Vice-President Monique Scheer

A tricky question

Should German universities continue to have partnerships in China? Monique Scheer, Vice President for International Strategy and Diversity at the University of Tübingen, has some answers.

Is it still possible to justify research projects in the People’s Republic of China today?

For many years now, the University of Tübingen has been cultivating a productive relationship with researchers and partner institutions in the People’s Republic of China – this includes JUNO. Cutting-edge research can only succeed with international partners, and stable scientific contacts contribute to the improvement of international relations as science diplomacy. Naturally, we check every project very carefully to ensure that there is no possible military or security-related use.

How is this checked at the University of Tübingen?

At the University of Tübingen, all research projects undergo a structured examination using a detailed checklist before a contract is signed. The checklist is based on the recommendations and guidelines of the German Rectors’ Conference and DAAD, and is a practical tool for the evaluation of security-related or ethical risks. In this way, we ensure a sound and well-justified basis for a decision. 

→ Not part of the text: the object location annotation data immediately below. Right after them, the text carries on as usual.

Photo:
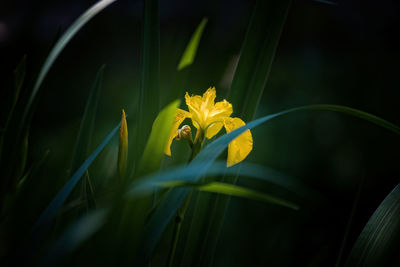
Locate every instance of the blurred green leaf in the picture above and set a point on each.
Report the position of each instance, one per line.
(232, 190)
(19, 78)
(75, 235)
(59, 46)
(51, 210)
(256, 56)
(149, 102)
(158, 139)
(123, 144)
(191, 49)
(23, 157)
(379, 241)
(83, 141)
(199, 166)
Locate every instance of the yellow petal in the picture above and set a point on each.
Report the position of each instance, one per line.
(194, 105)
(213, 129)
(208, 99)
(180, 116)
(220, 112)
(241, 146)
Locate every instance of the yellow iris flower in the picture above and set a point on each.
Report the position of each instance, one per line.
(209, 117)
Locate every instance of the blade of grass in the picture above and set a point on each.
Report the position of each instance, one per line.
(6, 184)
(251, 76)
(83, 141)
(349, 223)
(199, 166)
(256, 56)
(43, 223)
(232, 190)
(186, 61)
(59, 46)
(19, 78)
(378, 242)
(158, 139)
(191, 49)
(74, 236)
(149, 103)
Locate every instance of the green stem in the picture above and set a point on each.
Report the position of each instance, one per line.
(180, 215)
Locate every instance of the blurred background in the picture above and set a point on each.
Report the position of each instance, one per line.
(346, 53)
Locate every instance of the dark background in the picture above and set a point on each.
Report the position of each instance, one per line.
(343, 54)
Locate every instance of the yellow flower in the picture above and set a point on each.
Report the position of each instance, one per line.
(209, 117)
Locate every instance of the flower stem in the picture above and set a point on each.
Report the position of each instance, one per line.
(180, 215)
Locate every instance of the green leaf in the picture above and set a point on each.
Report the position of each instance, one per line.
(59, 46)
(191, 49)
(158, 139)
(199, 166)
(85, 133)
(149, 102)
(19, 78)
(231, 190)
(379, 241)
(256, 56)
(51, 210)
(75, 235)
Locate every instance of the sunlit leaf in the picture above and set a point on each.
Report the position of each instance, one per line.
(158, 139)
(232, 190)
(379, 241)
(191, 49)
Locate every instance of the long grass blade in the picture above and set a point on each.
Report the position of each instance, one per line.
(86, 128)
(54, 206)
(149, 102)
(75, 235)
(59, 46)
(191, 49)
(256, 56)
(232, 190)
(378, 242)
(199, 166)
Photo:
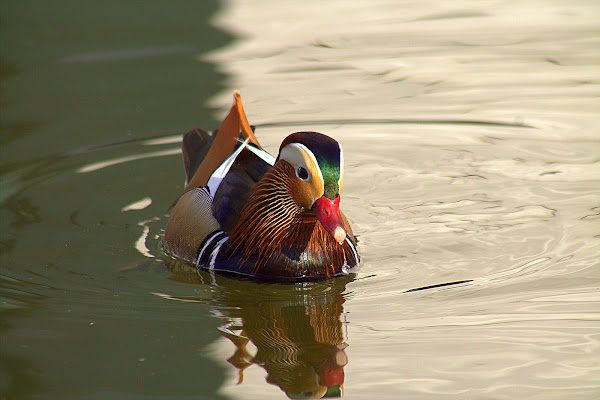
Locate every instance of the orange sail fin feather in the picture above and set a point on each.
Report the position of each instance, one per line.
(224, 143)
(247, 212)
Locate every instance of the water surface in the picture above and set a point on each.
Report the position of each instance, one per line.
(471, 137)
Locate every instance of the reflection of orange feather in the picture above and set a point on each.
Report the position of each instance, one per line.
(224, 144)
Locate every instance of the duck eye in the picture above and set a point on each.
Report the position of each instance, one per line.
(302, 173)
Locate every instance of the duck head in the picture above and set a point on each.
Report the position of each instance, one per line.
(318, 164)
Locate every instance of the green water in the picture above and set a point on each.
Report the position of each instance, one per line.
(471, 141)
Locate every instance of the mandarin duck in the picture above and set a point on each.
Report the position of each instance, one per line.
(245, 212)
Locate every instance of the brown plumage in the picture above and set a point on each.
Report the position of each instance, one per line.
(280, 221)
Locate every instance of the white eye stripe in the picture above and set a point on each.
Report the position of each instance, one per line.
(299, 154)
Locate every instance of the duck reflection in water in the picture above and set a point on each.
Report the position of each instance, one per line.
(297, 331)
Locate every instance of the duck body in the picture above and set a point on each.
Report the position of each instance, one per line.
(246, 212)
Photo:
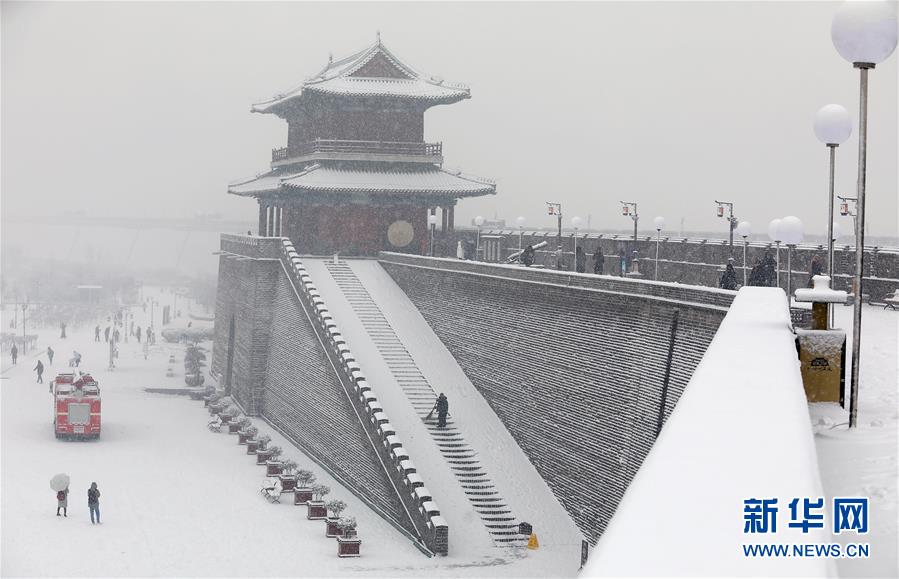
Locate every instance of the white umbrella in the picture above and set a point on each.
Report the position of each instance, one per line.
(59, 482)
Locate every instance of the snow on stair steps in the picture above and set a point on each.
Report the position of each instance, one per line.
(461, 458)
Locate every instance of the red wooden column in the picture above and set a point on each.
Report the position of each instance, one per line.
(263, 210)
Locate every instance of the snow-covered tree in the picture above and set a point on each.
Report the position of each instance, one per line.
(335, 507)
(319, 491)
(305, 477)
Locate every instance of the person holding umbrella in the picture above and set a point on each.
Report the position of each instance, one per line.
(60, 484)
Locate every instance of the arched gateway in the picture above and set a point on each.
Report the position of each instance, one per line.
(356, 176)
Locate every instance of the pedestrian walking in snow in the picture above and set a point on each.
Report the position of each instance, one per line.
(598, 261)
(580, 260)
(442, 406)
(729, 278)
(93, 502)
(816, 268)
(62, 501)
(527, 256)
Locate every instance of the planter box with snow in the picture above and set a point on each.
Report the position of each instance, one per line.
(331, 528)
(288, 482)
(262, 456)
(316, 511)
(302, 495)
(348, 547)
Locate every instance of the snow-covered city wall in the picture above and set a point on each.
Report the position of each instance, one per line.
(740, 431)
(279, 353)
(694, 260)
(580, 373)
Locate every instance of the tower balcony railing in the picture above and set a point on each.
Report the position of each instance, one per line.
(359, 150)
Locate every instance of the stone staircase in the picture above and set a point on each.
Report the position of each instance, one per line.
(497, 517)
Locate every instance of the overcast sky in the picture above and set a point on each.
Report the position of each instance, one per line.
(143, 109)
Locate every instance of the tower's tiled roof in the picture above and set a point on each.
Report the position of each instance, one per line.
(350, 77)
(329, 179)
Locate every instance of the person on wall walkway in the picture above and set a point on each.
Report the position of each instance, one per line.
(442, 406)
(598, 261)
(580, 260)
(93, 502)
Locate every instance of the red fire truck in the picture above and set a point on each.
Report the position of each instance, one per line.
(76, 406)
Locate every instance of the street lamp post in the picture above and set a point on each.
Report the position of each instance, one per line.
(744, 230)
(479, 221)
(520, 222)
(832, 127)
(432, 223)
(791, 233)
(576, 224)
(836, 232)
(659, 222)
(24, 341)
(774, 235)
(635, 216)
(731, 221)
(865, 34)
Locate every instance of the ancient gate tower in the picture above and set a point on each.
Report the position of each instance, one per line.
(356, 176)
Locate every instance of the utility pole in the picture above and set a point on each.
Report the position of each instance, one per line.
(556, 209)
(635, 216)
(732, 221)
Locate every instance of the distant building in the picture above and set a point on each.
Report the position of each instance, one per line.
(356, 176)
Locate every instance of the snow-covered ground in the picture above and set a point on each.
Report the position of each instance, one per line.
(177, 500)
(862, 462)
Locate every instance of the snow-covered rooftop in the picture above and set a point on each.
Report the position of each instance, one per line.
(372, 72)
(322, 178)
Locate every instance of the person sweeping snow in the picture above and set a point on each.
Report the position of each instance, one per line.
(442, 408)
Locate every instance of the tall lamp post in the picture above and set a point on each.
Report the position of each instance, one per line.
(731, 220)
(832, 127)
(774, 235)
(24, 341)
(744, 230)
(432, 224)
(791, 233)
(865, 34)
(520, 222)
(659, 223)
(477, 248)
(635, 216)
(576, 224)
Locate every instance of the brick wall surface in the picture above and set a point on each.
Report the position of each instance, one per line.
(575, 373)
(694, 262)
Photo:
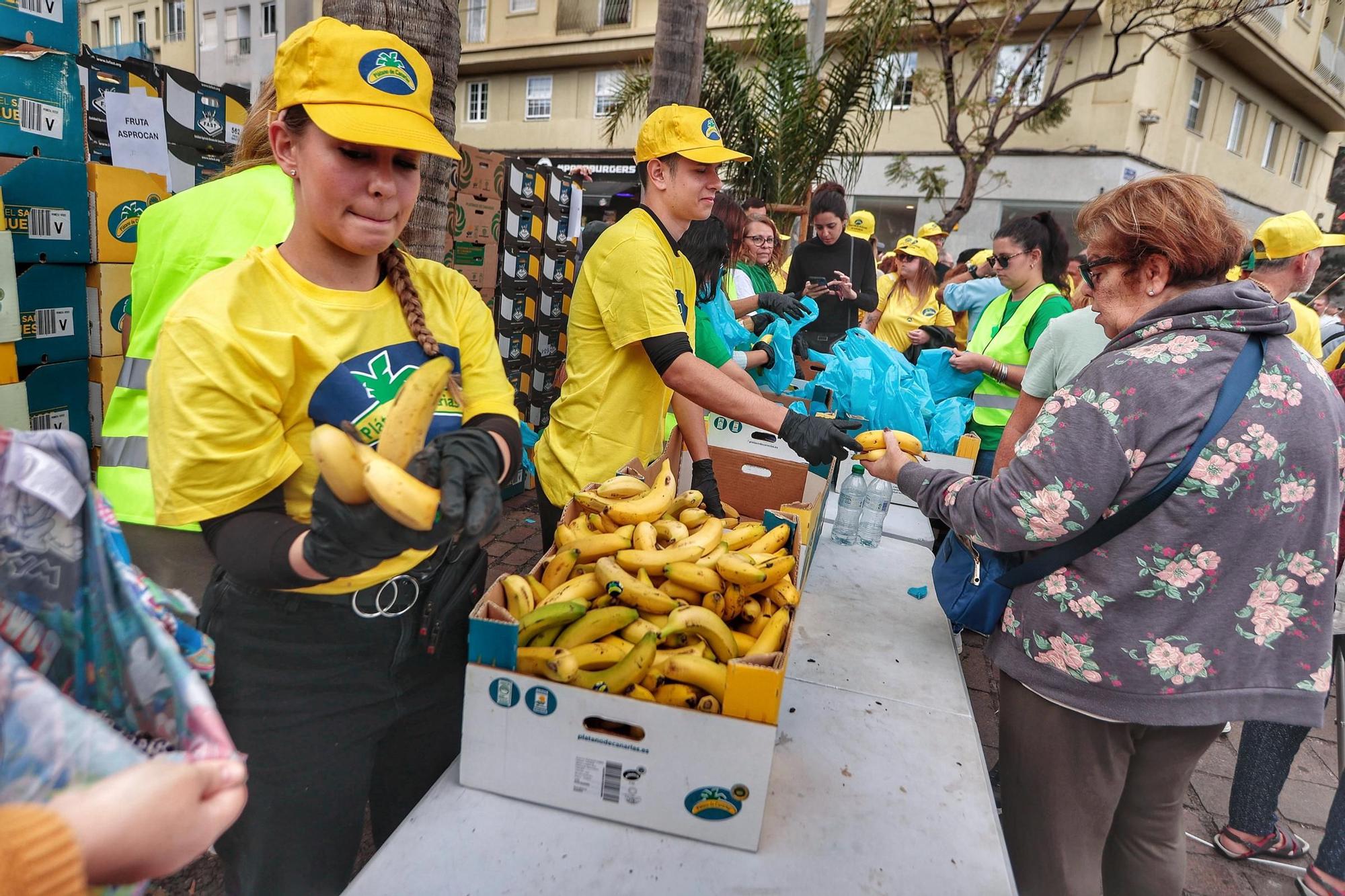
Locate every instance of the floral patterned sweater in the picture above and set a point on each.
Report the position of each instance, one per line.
(1215, 607)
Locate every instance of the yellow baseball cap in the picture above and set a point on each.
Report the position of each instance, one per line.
(687, 131)
(1292, 235)
(861, 224)
(357, 85)
(931, 229)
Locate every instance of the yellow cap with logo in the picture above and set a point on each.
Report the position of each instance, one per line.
(687, 131)
(861, 224)
(1292, 235)
(357, 85)
(931, 229)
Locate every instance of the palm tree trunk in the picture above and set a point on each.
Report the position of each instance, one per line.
(679, 53)
(432, 28)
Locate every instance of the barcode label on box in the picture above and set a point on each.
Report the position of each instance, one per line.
(49, 224)
(44, 9)
(41, 119)
(50, 420)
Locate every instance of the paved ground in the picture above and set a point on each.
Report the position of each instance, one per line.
(1305, 801)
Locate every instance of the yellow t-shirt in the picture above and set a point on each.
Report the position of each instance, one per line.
(903, 313)
(633, 286)
(1308, 329)
(254, 356)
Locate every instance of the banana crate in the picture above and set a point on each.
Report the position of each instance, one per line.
(640, 762)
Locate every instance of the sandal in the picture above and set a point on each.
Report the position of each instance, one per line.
(1281, 842)
(1317, 879)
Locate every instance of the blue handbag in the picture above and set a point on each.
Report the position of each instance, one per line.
(974, 583)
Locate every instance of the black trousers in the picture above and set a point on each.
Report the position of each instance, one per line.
(334, 712)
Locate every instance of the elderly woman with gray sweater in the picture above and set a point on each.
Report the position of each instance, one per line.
(1118, 670)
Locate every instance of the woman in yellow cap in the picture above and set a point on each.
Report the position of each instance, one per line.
(910, 317)
(341, 634)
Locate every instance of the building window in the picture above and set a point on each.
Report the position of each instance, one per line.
(539, 103)
(1272, 151)
(1303, 162)
(1027, 89)
(895, 85)
(176, 13)
(1198, 103)
(1238, 127)
(477, 21)
(605, 92)
(478, 100)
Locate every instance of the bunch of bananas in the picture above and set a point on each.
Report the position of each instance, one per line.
(640, 595)
(357, 474)
(876, 447)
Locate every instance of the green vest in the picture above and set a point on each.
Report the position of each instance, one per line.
(1007, 342)
(180, 240)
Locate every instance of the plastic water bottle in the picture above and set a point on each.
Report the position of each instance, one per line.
(876, 499)
(845, 530)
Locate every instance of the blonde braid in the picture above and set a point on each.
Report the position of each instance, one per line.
(400, 278)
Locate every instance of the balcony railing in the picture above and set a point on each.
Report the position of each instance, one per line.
(592, 15)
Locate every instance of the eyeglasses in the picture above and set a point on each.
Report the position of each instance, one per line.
(1003, 260)
(1086, 268)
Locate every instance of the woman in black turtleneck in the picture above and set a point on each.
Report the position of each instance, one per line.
(845, 261)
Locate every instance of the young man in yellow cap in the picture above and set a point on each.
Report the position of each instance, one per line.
(631, 329)
(1288, 252)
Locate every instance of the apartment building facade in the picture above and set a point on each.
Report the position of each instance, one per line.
(1260, 108)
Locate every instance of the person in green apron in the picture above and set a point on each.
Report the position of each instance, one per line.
(1031, 255)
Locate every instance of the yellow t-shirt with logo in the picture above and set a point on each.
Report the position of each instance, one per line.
(633, 286)
(254, 356)
(903, 313)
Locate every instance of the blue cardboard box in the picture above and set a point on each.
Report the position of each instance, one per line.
(45, 24)
(41, 108)
(53, 315)
(46, 208)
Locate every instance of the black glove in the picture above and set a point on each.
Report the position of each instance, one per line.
(703, 481)
(345, 538)
(818, 439)
(465, 466)
(770, 353)
(782, 303)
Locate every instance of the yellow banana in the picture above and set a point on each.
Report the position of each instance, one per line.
(699, 620)
(595, 546)
(677, 694)
(414, 411)
(549, 616)
(649, 506)
(621, 487)
(771, 542)
(559, 568)
(518, 596)
(744, 536)
(645, 537)
(707, 674)
(691, 575)
(340, 463)
(597, 623)
(773, 637)
(400, 494)
(631, 591)
(630, 670)
(548, 662)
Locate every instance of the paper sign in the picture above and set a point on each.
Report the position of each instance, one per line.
(137, 134)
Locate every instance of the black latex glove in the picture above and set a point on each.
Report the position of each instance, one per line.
(345, 538)
(770, 354)
(465, 466)
(782, 303)
(703, 481)
(818, 439)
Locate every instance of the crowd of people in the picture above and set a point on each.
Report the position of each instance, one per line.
(1098, 370)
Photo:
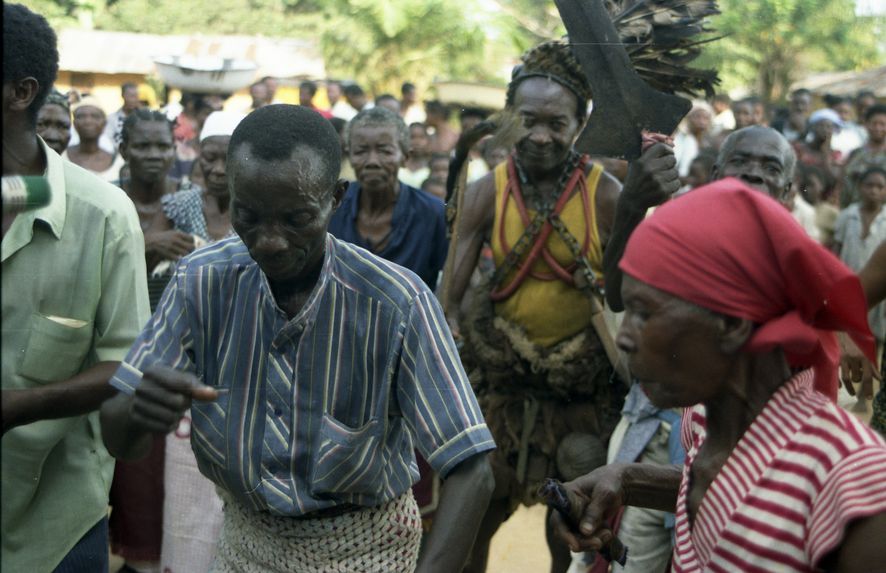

JUNO involves nuclear physics – couldn’t the results be interesting to the Chinese military?

No. JUNO is purely about basic research. The findings we obtain enhance our understanding of fundamental processes in the universe, but have absolutely no potential connections with military applications. This opinion is also shared by numerous European universities and research institutes that are involved in JUNO.